Like the Oligarchy of 411, the tyranny of the Thirty lasted only one year, and after it was overthrown and the city returned to democratic rule, Athens once again compiled and codified its old laws: “On the motion of Teisamenus the People decreed that Athens be governed as of old, in accordance with the laws of Solon, his weights and his measures, and in accordance with the statutes of Draco, which we used in times past. Such further laws as may be necessary shall be inscribed upon tables by the Nomothetae elected by the Council and named hereafter, exposed before the Tribal Statutes for all to see, and handed over to the magistrates during the present month. The laws thus handed over, however, shall be submitted beforehand to the scrutiny of the Council and the five hundred Nomothetae elected by the Demes, when they have taken their oath. Further, any private citizen who so desires may come before the Council and suggest improvements in the laws. When the laws have been ratified, they shall be placed under the guardianship of the Council of the Areopagus, to the end that only such laws as have been ratified may be applied by magistrates. Those laws which are approved shall be inscribed upon the wall, where they were inscribed aforetime, for all to see” (Andoc. 1.83-84).

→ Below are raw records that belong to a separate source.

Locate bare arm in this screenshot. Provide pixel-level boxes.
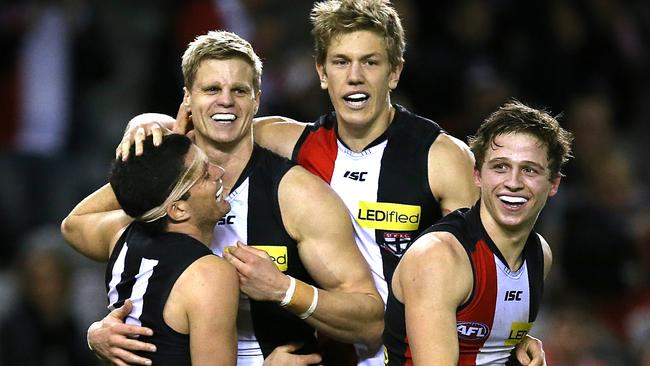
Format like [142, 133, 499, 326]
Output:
[508, 234, 553, 366]
[393, 233, 472, 365]
[253, 116, 306, 159]
[429, 134, 479, 215]
[178, 256, 239, 366]
[279, 167, 384, 348]
[61, 184, 133, 262]
[224, 167, 384, 348]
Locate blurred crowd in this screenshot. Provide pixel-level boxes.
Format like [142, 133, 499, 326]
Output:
[0, 0, 650, 366]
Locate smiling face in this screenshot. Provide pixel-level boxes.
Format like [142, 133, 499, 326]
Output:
[316, 30, 402, 133]
[184, 58, 260, 149]
[474, 133, 560, 231]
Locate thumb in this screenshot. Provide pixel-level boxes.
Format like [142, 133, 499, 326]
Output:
[276, 343, 302, 353]
[110, 299, 133, 320]
[515, 347, 531, 365]
[173, 102, 194, 134]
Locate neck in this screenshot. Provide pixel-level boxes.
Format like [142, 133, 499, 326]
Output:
[480, 205, 533, 271]
[166, 222, 216, 247]
[196, 134, 253, 196]
[336, 104, 395, 152]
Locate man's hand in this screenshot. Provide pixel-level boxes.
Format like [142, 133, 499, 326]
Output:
[515, 335, 546, 366]
[115, 103, 194, 161]
[223, 241, 290, 302]
[88, 300, 156, 366]
[264, 343, 321, 366]
[115, 117, 172, 161]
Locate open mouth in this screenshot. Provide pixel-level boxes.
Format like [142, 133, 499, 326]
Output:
[211, 113, 237, 123]
[214, 183, 223, 202]
[343, 93, 370, 107]
[499, 196, 528, 208]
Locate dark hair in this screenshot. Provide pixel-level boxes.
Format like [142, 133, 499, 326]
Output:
[468, 100, 573, 179]
[109, 134, 192, 232]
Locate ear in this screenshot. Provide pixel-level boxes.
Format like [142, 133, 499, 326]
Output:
[548, 176, 562, 197]
[253, 90, 262, 116]
[473, 167, 481, 189]
[316, 62, 327, 90]
[167, 200, 192, 222]
[183, 86, 192, 110]
[388, 62, 404, 90]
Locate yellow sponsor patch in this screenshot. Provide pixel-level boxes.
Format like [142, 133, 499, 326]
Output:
[356, 201, 421, 231]
[223, 245, 289, 272]
[505, 322, 533, 346]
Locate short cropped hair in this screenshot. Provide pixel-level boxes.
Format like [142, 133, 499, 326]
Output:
[310, 0, 406, 68]
[181, 30, 262, 92]
[109, 134, 192, 233]
[469, 100, 573, 180]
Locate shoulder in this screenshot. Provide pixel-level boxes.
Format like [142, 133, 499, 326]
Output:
[428, 134, 478, 214]
[402, 231, 467, 268]
[429, 133, 474, 166]
[280, 165, 332, 194]
[278, 165, 352, 238]
[393, 231, 472, 307]
[253, 116, 307, 158]
[535, 233, 553, 278]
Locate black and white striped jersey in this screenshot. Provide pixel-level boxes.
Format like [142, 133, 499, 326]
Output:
[105, 223, 212, 365]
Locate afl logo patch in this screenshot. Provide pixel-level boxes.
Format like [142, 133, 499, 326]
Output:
[456, 322, 490, 342]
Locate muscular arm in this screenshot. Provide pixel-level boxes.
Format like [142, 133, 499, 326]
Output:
[224, 166, 384, 348]
[178, 256, 239, 366]
[61, 184, 133, 262]
[429, 134, 479, 215]
[253, 116, 306, 159]
[279, 167, 384, 347]
[393, 233, 472, 365]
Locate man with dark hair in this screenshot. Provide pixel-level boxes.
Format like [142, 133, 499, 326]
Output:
[384, 102, 572, 366]
[77, 31, 383, 365]
[61, 135, 239, 365]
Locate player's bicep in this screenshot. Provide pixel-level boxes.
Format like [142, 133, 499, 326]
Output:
[428, 134, 479, 214]
[399, 234, 471, 364]
[280, 167, 373, 292]
[184, 256, 239, 365]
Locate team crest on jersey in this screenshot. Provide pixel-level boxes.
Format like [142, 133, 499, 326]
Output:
[456, 322, 490, 342]
[381, 231, 411, 257]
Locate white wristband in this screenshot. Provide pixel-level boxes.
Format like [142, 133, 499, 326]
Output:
[280, 276, 296, 307]
[86, 321, 102, 353]
[298, 286, 318, 320]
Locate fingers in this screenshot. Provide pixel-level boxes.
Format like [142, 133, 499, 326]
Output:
[237, 240, 268, 259]
[275, 343, 302, 353]
[151, 125, 164, 146]
[173, 101, 192, 134]
[300, 353, 322, 365]
[110, 348, 151, 365]
[109, 299, 133, 320]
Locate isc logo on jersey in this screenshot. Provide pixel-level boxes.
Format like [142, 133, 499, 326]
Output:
[505, 322, 533, 346]
[224, 245, 289, 272]
[456, 322, 490, 342]
[357, 201, 421, 231]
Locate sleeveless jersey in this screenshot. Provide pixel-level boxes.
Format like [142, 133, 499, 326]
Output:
[211, 145, 317, 365]
[292, 105, 444, 303]
[105, 223, 212, 365]
[384, 203, 544, 366]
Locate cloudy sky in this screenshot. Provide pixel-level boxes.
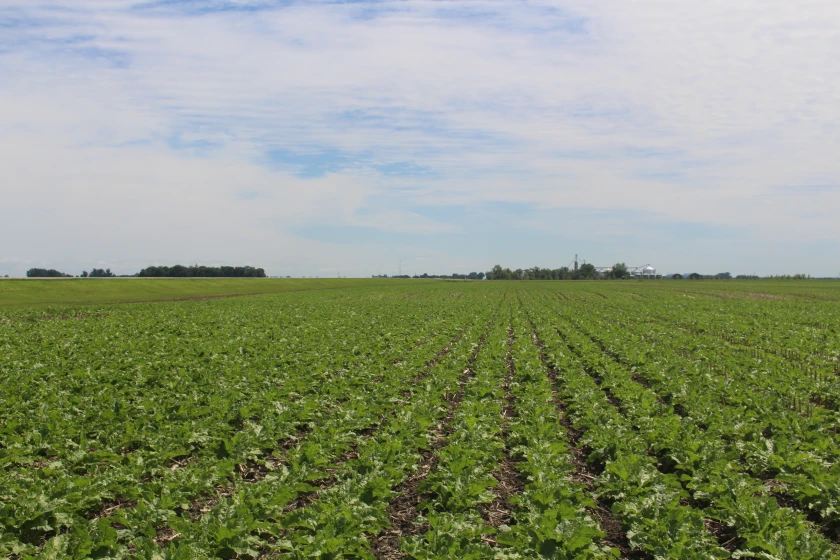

An inscription, IG I3 105, survives that records a law limiting the Council’s authority. After two anti-democratic revolutions, this law says that in matters of war and peace, death sentences, large fines, disenfranchisement (that is, loss of citizenship), the administration of public finances, and foreign policy the Council cannot act without the approval of the Assembly.

Even with these careful restrictions to its authority the Council was a central institution in the restoration of the government, as the Athenians reestablished their democracy following an oligarchic coup and a tyranny imposed by a conquoring state. We can see that the Council, by establishing lawmakers ( νομόθεται ), by supervising their work, and by ratifying their laws according to their oath, was the central institution in defining the democracy as it would exist in the 4th century BCE.